Non-Banking Financial Companies or NBFC are a registered company that is regulated as per the Companies Act, 1956. They should not be mistaken for banks, but they also offer loans, credit facilities, savings and retirement planning, etc. NBFCs are generally associated with lending and investments, like trading in the money market, managing portfolios of stocks, conducting the transfer of money, etc. Notably, NBFCs cannot accept demand deposits and issue cheques or demand drafts like banks.
Why Are NBFCs Best for Availing Small Business Loans?
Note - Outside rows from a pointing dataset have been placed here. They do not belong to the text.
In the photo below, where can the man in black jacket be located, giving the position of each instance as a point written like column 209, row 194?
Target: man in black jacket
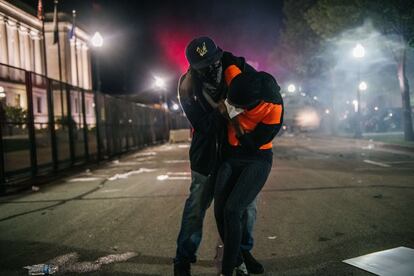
column 202, row 91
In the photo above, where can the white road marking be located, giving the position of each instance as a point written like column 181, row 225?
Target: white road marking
column 145, row 154
column 126, row 175
column 69, row 262
column 125, row 163
column 377, row 163
column 178, row 173
column 143, row 159
column 164, row 177
column 175, row 161
column 84, row 179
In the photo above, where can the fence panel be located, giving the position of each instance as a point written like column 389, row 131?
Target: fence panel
column 14, row 124
column 46, row 125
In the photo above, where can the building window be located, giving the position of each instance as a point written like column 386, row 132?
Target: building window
column 87, row 107
column 76, row 105
column 39, row 104
column 17, row 100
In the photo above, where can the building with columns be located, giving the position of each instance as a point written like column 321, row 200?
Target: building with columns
column 21, row 49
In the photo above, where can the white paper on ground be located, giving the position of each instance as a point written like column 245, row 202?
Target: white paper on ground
column 393, row 262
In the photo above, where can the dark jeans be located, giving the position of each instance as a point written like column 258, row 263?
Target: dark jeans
column 200, row 198
column 238, row 183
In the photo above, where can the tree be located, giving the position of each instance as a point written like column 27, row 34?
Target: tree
column 329, row 18
column 298, row 43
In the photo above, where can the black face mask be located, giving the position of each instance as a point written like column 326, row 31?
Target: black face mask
column 212, row 74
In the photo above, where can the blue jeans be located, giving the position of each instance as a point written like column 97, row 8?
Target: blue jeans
column 239, row 181
column 200, row 198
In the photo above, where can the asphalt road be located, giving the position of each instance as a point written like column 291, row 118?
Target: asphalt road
column 326, row 200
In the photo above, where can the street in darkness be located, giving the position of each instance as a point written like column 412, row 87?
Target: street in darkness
column 326, row 200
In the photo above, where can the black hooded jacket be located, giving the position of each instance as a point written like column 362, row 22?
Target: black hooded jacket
column 209, row 127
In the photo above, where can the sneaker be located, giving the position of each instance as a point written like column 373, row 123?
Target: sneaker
column 182, row 269
column 252, row 265
column 241, row 270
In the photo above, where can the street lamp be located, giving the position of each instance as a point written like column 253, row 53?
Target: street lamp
column 291, row 88
column 363, row 86
column 2, row 93
column 159, row 82
column 359, row 52
column 97, row 43
column 97, row 40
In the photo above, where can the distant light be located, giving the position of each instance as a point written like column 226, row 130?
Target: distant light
column 363, row 86
column 97, row 40
column 175, row 106
column 358, row 51
column 2, row 93
column 291, row 88
column 159, row 82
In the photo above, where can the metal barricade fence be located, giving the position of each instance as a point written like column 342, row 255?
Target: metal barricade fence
column 48, row 126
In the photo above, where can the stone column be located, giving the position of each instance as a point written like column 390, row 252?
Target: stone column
column 4, row 53
column 28, row 51
column 10, row 27
column 79, row 47
column 74, row 79
column 23, row 33
column 38, row 54
column 86, row 68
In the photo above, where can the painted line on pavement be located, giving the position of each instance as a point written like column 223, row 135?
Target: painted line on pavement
column 377, row 163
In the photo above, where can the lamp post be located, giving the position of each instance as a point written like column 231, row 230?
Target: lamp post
column 159, row 83
column 358, row 52
column 97, row 43
column 2, row 123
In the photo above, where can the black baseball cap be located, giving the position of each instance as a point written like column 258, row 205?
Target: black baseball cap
column 202, row 52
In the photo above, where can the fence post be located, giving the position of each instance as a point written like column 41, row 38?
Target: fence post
column 30, row 123
column 85, row 126
column 70, row 125
column 2, row 172
column 51, row 114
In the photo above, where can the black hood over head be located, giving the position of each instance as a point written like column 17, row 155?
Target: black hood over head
column 250, row 87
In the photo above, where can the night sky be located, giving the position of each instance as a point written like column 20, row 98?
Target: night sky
column 147, row 38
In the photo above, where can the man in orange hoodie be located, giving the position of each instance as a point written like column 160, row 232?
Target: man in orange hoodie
column 248, row 159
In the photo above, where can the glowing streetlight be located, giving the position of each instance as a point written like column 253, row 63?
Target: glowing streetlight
column 291, row 88
column 175, row 107
column 97, row 40
column 159, row 82
column 358, row 51
column 355, row 103
column 363, row 86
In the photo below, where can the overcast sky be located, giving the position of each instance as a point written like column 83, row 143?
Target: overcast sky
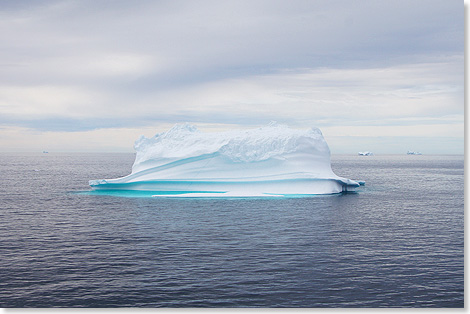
column 386, row 76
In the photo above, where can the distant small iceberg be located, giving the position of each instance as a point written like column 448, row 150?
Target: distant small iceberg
column 269, row 161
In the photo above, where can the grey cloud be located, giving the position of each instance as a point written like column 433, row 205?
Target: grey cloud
column 134, row 51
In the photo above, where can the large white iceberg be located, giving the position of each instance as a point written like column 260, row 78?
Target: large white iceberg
column 269, row 161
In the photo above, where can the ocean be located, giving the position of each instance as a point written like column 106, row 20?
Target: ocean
column 397, row 242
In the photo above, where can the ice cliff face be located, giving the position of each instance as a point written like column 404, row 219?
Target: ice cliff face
column 269, row 160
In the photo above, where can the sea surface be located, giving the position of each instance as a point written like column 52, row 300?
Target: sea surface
column 398, row 242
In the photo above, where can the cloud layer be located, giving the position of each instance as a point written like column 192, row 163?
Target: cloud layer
column 79, row 66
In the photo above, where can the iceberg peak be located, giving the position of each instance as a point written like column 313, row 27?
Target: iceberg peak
column 270, row 159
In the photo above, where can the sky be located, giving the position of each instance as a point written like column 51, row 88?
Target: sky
column 92, row 76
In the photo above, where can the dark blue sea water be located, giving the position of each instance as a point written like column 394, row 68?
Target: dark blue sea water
column 398, row 242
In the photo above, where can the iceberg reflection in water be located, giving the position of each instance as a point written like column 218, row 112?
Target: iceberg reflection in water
column 270, row 161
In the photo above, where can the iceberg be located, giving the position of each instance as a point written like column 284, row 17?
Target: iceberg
column 273, row 160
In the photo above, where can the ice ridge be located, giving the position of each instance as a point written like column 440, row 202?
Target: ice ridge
column 270, row 160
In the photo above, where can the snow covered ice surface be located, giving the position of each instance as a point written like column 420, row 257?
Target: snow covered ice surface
column 273, row 160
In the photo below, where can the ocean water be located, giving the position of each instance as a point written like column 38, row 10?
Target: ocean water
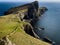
column 49, row 20
column 4, row 6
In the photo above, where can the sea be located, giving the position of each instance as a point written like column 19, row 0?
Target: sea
column 50, row 20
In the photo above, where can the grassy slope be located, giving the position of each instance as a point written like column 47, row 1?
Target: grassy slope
column 11, row 23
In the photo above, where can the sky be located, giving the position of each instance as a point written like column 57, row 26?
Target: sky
column 29, row 0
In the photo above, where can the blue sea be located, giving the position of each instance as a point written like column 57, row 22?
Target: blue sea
column 49, row 20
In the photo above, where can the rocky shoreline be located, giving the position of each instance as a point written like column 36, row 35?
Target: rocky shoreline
column 27, row 13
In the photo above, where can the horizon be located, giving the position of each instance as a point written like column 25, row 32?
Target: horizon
column 29, row 0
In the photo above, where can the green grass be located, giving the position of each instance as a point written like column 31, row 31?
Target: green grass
column 10, row 23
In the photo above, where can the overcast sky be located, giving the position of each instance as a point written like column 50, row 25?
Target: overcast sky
column 29, row 0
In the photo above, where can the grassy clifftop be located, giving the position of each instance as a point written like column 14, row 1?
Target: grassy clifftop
column 10, row 23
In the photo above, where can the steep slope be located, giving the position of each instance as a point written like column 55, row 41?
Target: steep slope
column 11, row 26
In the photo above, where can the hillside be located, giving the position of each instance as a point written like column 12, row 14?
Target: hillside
column 11, row 27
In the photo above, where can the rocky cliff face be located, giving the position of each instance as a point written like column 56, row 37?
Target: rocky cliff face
column 21, row 28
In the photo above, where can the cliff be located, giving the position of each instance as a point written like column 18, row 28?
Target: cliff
column 16, row 30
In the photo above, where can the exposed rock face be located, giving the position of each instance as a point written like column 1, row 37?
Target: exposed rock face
column 30, row 30
column 6, row 41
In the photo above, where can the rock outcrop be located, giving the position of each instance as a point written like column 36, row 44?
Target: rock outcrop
column 29, row 12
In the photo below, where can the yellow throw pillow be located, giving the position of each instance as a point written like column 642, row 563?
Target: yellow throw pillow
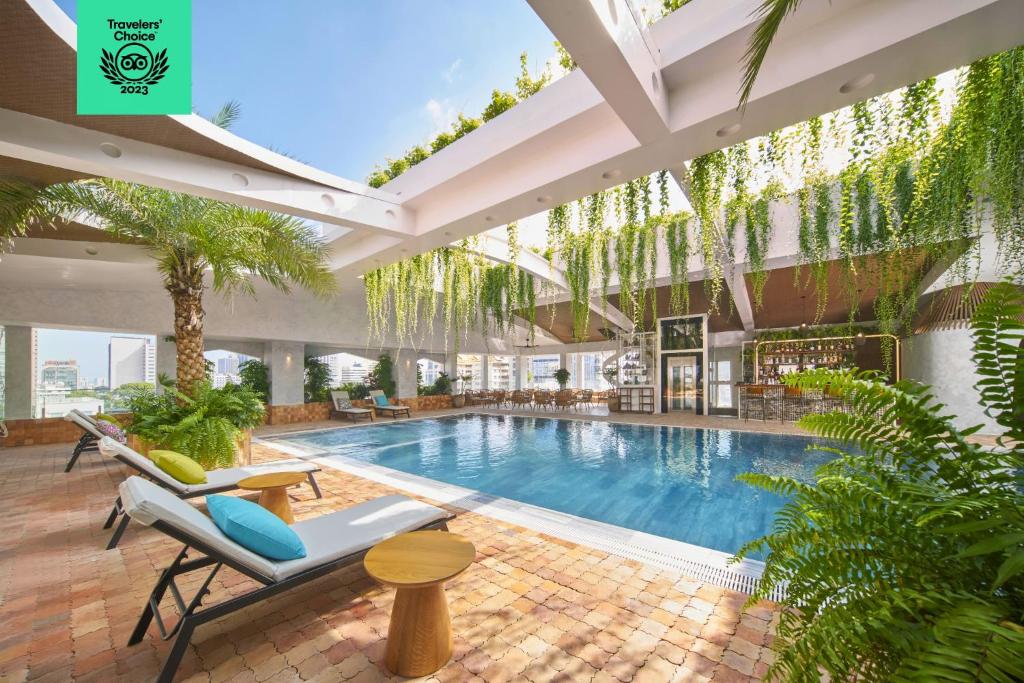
column 182, row 468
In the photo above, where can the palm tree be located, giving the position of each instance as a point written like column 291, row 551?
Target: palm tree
column 187, row 236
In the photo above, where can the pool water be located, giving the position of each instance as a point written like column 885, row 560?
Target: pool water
column 671, row 481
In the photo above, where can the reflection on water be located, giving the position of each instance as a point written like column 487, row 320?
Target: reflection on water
column 671, row 481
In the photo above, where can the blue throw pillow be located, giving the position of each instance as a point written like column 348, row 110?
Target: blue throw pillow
column 255, row 528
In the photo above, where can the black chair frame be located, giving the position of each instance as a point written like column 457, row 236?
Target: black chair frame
column 189, row 614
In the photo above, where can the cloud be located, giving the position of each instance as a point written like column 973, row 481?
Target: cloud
column 442, row 115
column 451, row 75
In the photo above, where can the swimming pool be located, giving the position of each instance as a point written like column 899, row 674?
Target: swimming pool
column 670, row 481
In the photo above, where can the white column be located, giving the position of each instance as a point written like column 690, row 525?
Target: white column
column 167, row 357
column 287, row 372
column 404, row 374
column 19, row 373
column 484, row 371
- Faster: NBFCs approve and sanction loans faster as compared to the traditional financial institutes. NBFCs have less stringent documentation and eligibility requirement which make NBFCs the sought after option for business loans.
- Credit Score: NBFCs do not only assess the eligibility of the borrower based on the credit. But they also take into account business vintage, turnover, ITR filed, etc. to evaluate if the borrower would be able to repay the loan amount. Unlike traditional financial institutes, NBFCs are more flexible.
- Interest Rate: most of the borrowers consider interest rate as the prime factor while applying for a loan for business. NBFCs offer best business loan rates, which are very competitive in the market, and most small business owners can afford.
- Non-Collateral Loan: NBFCs offer unsecured business loans, which are always welcoming to MSMEs.
NBFC Business Loan Eligibility
The eligibility criteria for an NBFC loan are as follows:
- The MSMEs need the business to be in operations for at least two years at a stretch.
- To be eligible for a collateral-free business loan, a business needs to have a minimum turnover of more than Rs. 10 lakh.
- The residence of the business owner should not be used as the business premise.
- The business person should be either the owner of his house or business premise.
- The ITR field in the previous year should be more than Rs. 1.5 lakhs.
Documents Required for an Instant Business Loan
NBFCs require minimal documentation for processing and approving business loan. The applicant needs to give address proof for both the business premise and residence. PAN is also an essential requirement for a loan for business. ITR for the last one year is also required. The NBFCs don’t require balance sheet, bank statement, etc.
For all the above mentioned reasons, NBFCs enjoy increasing popularity as the best option for quick business loans. Also, in the opinion of the Reserve Bank of India, the NBFCs in India are performing better than the traditional banks. A significant increase in their balance sheet is the witness for the same.